We sha'n't be much grieved. This is a stupid place, and is getting too crowded to be pleasant. Besides every time we move breaks the monotony of drilling. Then above all most of us want to go as far as anybody does.
Captain Cook starts home today to get the 128 men that our battalion must have. He will be gone a week. We are pretty curious to see who comes. They'll all be pretty sick, with homesickness and stomach ache. We had ten days' training at Framingham, and most of us have had our hours of discomfort. They will come fresh from the comforts of home, and have it all to stand at once.
I realize when I think it over how we have gradually hardened. Today we had canned salt beef for breakfast, as a luxury to take the place of the beans, which had been burnt and didn't seem to suit some of the fellows. But a little over two weeks ago we had a traveling ration of the same kind of beef, and many of the fellows turned up their noses at it in disgust. When we left Framingham there was a good deal of complaining because of the want of mattresses; the night before last we all slept on the hard ground or an equally hard board floor, and nobody seemed to have insomnia.
Sunday night and Monday brought down a good many victims. Saturday night I had a box sent me by the girls of Lexington, with a note saying that as they had no company themselves they wanted to turn to and help the Concord boys. Their box was a dandy, home-made candy, cake, bread, meat, sardines, cheese, about everything you can think of, but everything well chosen and wholesome. So the orgie began Saturday night. Sunday morning we squared away to eat up the barrels from Concord. Right in the middle of it we were told that the third battalion of the Sixth was detailed for exterior guard for twenty-four hours beginning at 4:30 P.M. Sunday. This meant a broken night and what little sleep we could get on the ground. The result was that by Monday noon there were about twenty stomach aches. None of them were alarming except -- who seems very likely to give out. I shouldn't want this repeated, but I can't see how he is going to stand it. He has had several attacks of indigestion, all severe, and knew before he came that he had a valvular heart trouble. For the robust, the life is invigorating, but for the frail it is something of a trial. I seem to be one of the robust. I was sleepy for a day or two, getting used to the hours, but now even getting up at 5:30 doesn't worry me.

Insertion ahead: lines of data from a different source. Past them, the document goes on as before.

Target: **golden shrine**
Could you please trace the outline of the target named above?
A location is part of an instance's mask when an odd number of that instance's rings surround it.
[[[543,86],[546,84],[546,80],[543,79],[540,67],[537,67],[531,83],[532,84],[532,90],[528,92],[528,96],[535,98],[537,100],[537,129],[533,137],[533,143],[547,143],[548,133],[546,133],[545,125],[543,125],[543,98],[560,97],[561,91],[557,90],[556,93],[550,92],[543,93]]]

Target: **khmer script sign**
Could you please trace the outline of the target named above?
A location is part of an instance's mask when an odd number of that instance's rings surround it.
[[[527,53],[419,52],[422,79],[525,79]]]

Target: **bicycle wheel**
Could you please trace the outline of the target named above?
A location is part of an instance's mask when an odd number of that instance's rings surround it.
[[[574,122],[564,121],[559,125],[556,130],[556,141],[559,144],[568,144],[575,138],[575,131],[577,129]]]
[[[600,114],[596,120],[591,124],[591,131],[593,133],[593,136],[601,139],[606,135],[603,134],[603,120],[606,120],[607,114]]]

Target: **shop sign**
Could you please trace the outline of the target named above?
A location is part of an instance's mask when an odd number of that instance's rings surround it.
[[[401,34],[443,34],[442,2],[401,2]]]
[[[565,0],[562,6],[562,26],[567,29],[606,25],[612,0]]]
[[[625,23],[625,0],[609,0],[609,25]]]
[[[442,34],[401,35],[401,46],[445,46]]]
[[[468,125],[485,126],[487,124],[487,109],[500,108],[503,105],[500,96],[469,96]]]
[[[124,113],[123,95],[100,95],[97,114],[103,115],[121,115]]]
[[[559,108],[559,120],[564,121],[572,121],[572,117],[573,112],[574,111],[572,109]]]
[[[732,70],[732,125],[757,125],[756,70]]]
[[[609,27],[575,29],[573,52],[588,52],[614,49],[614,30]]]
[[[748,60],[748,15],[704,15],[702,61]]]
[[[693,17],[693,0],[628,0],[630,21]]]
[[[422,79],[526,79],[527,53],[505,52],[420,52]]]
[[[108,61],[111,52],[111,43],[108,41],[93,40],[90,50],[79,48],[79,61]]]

The information available to the man in the ranks was very meager, and we grasped at straws, but on this occasion I was substantially correct.

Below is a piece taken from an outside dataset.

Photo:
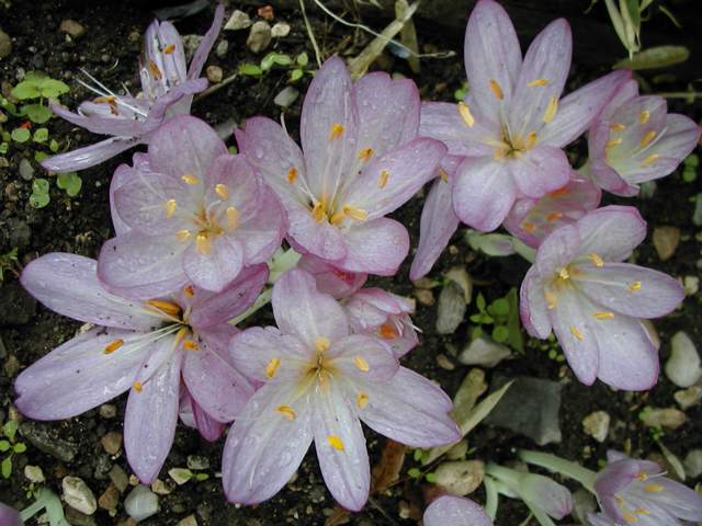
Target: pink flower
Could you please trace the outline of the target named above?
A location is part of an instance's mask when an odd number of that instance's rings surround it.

Each Company was short thirty-two men of its full war strength. When war was declared, there were some professions of regret that the Company wasn't larger, and of ardent hope that there might be another chance later. Now the chance had come, and we were waiting with considerable curiosity to see if our various neighbors would redeem their declarations of eagerness to go. Some did; some did not.

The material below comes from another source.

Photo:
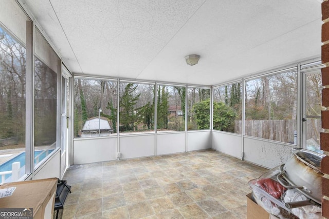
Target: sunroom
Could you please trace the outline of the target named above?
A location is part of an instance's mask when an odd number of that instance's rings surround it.
[[[1,183],[184,152],[266,169],[323,153],[322,2],[3,1]]]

Camp Alger, Falls Church, Va.
June 9, 1898
I wish that if I have any money that has come in over what has to be paid out, you would send it. It isn't imperative, but there is lots of chance to buy strawberries and milk; I am not much on sutler's pie. I should like some postage stamps too; they are very useful. It's late tonight, late for us who go to bed at nine. A heavy storm has just passed over, and we have spent most of the evening watching our ditches. They were all right,--luckily. Nothing has happened but the review,--watch the Herald for a cut of the colors and guard.
More in a day or two.
I was especially interested in the pictures of the colors and guard because I was on the regimental color guard. Apart from any distinction attaching to the detail, it was of practical value because it relieved me from ordinary guard duty.
Camp Alger, Falls Church, Va.
June 11, 1898
Your letter has just this minute come. It is very gratifying to me to find that in the general decrease in the amount of mail that we receive here, I suffer no more than the others. You know I help handle all the regimental mail now,--or perhaps you don't know. The Chaplain runs our post office department here, and has a man named Moore, a corporal in the Fitchburg Company who is a postal clerk, to do the real work. About a week ago I went over to help, and since then Moore and I have had a tent all to ourselves for an office. We distribute two regimental mails a day, sell stamps and frank soldier's letters. A week ago the average mail was perhaps 350 letters and parcels; now it has decreased fully one-half.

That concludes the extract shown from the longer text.